Don't get me wrong; Rochester is very pretty. But flying into the airport on Thursday morning, I had a prime window seat from which I could view incredibly flat, green land. Being from the Midwest, I am no stranger to flat landscapes but heavens! Built on this verdant, fertile soil were...wait for it...farms!! No one told me that Rochester was in the middle of farm country!
Oh sure, Rochester also has a Downtown area, and my hotel (and the nearby Hyatt) are proof of that. But look over the back fence, five minutes down the road, and you see nature. I have had it confirmed that Rochester plays host to squirrels (eek), foxes, coyotes, BEARS, and any number of other creepy-crawly critters. I'm talking honest-to-goodness, no-holds-barred, christ-almighty nature!
I arrived at the Hotel at lunch time, and was looking forward to checking into the Hotel and watching an in-house movie before Kate arrived. But the Hotel had different ideas. Because Kate's office didn't tell the hotel that I was coming, they wouldn't let me check in. And they wouldn't let me leave my luggage with them so I could explore the town. And given that there was not any decent coffee shop or pub within reasonable walking distance (and I was later to learn that this applied to ANYTHING one might want to experience), all I could do was wait for Kate in the lobby of the Hotel. For five hours.
I hated the hotel and all of its staff by the end of that afternoon. No one even told me where I might get decent coffee (which was, as it turned out, in the lobby cafe, partially concealed by the Business Center in which I now find myself). No, telling me that would have been too helpful. So instead, I sat in the lobby, read my book, and tried to stay awake as everyone paraded past me and stared as if I had been stood up or abandoned or something.
Fast forward to Kate arriving and she sweet-talked the concierge, a beautiful man by this stage, not the cranky wench that greeted me earlier in the day. So I soon had in my possession some breakfast buffet vouchers that we didn't have to pay for. Bless Kate.
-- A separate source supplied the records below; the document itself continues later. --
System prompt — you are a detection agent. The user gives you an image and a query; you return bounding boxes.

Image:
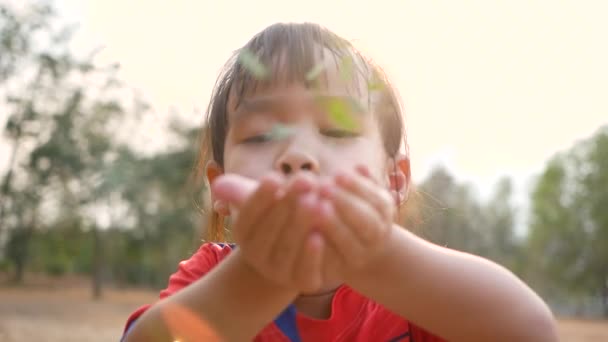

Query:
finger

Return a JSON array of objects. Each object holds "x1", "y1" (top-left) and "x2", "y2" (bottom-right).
[
  {"x1": 296, "y1": 232, "x2": 325, "y2": 292},
  {"x1": 272, "y1": 175, "x2": 315, "y2": 269},
  {"x1": 322, "y1": 243, "x2": 342, "y2": 284},
  {"x1": 234, "y1": 176, "x2": 281, "y2": 242},
  {"x1": 317, "y1": 199, "x2": 364, "y2": 263},
  {"x1": 331, "y1": 187, "x2": 385, "y2": 245},
  {"x1": 274, "y1": 193, "x2": 317, "y2": 278},
  {"x1": 335, "y1": 172, "x2": 395, "y2": 219},
  {"x1": 247, "y1": 192, "x2": 292, "y2": 283}
]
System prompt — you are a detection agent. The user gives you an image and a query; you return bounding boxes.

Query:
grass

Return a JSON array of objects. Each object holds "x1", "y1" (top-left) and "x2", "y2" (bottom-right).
[{"x1": 0, "y1": 279, "x2": 608, "y2": 342}]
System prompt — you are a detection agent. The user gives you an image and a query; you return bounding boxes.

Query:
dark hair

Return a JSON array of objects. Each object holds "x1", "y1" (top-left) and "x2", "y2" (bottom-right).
[{"x1": 195, "y1": 23, "x2": 407, "y2": 241}]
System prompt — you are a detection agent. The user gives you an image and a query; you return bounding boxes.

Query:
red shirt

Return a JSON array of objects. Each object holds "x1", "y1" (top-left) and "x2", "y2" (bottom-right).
[{"x1": 125, "y1": 243, "x2": 444, "y2": 342}]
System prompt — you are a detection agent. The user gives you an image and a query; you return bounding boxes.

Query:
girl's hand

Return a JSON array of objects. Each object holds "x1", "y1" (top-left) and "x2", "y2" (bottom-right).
[
  {"x1": 212, "y1": 175, "x2": 324, "y2": 292},
  {"x1": 319, "y1": 166, "x2": 396, "y2": 277}
]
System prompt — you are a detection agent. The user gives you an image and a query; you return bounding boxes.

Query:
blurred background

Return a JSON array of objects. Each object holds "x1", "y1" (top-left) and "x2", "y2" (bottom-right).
[{"x1": 0, "y1": 0, "x2": 608, "y2": 341}]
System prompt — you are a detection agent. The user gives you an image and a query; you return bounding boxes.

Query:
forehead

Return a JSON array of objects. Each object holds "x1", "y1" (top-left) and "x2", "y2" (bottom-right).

A delicious dinner later that night with a contact of Kate's, and we had an early night.
Up early the next morning, we were taken out on a driving sight-see tour of Rochester and the surrounding area. The City itself is quite ugly, with no decent architecture or sites to recommend it. But once you get out of the City into the dreaded rural countryside, it really is very pretty. Even more so, I'd imagine, in autumn, when the leaves are apparently such an array of colours you can barely handle it. I viewed all of this from the relative safety of the back seat of a Mercedes M-Class and so let's just say that I was dealing with things well.
We had dinner at the Hyatt at 8pm that night - the only place open to us within walking distance from our own hotel. But the Hyatt staff didn't quite know how to deal with two girls who wanted cocktails AND wine with dinner. Kate relented and had the Mary Kay cocktail (created in recognition of the cosmetics conference being hosted there) and let's just say it was pink and sweet - just like the makeup really I guess. But just when we thought it couldn't get any worse, the Hyatt ran out of coffee. I know, can you believe it?! I texted my friend from Chicago who works at the Park Hyatt to tell him, and he could only muster an incredulous "WHAT?!". Yep, no kidding.
Saturday was the first official day of Kate's wine competition so I was on my own. I went down to the concierge desk, and asked for directions to the shops so I could buy some clothes. The woman printed me some exhaustive driving directions. When I suggested that she had misunderstood me that, in fact, I was on foot, she laughed at me. "Really?" she enquired, "you really don't have a car?". And that set the tone for the rest of my day.
The vehicles in Rochester really need licence plates that read "Rochester: Where Anything Worth Seeing Is 25 Minutes Drive Away" because that's basically what I got every time I asked to see something of interest. Cinemas? 25 minutes drive. Museums? 25 minutes drive. What crap. But it was not a complete loss, because after walking around the City limits across bridges and along the river and such, I sat in the Hotel room with any icy diet coke, room service, and "Casino Royale" on the TV. Anything bad I ever said about Daniel Craig should be stricken from the record. He really was delicious.
And so here I am on Sunday morning, in the Business Center of the Hotel, waiting for Kate to call me to spend Lunch with her. One of her fellow judges is a friend of hers from Bordeaux and I saw him at breakfast this morning and promised him I'd join them for lunch. But between now and then, I think I can fit in another Diet Coke and in-house movie, before it's time to fly to sweet home Chicago.
Because in Chicago, everything of interest is right there in front of you and anything resembling farms and nature is a comfortable 25 minutes drive away - which is just how I like it.
1 comment:
But Gab compare the air of Rochester to that of Chicago - I don't think you could have smelt cleaner, crisper air if you visited Victor Harbour on a cold morning in Winter.
I'd take nature (with a flushing toilet and hot shower) any day.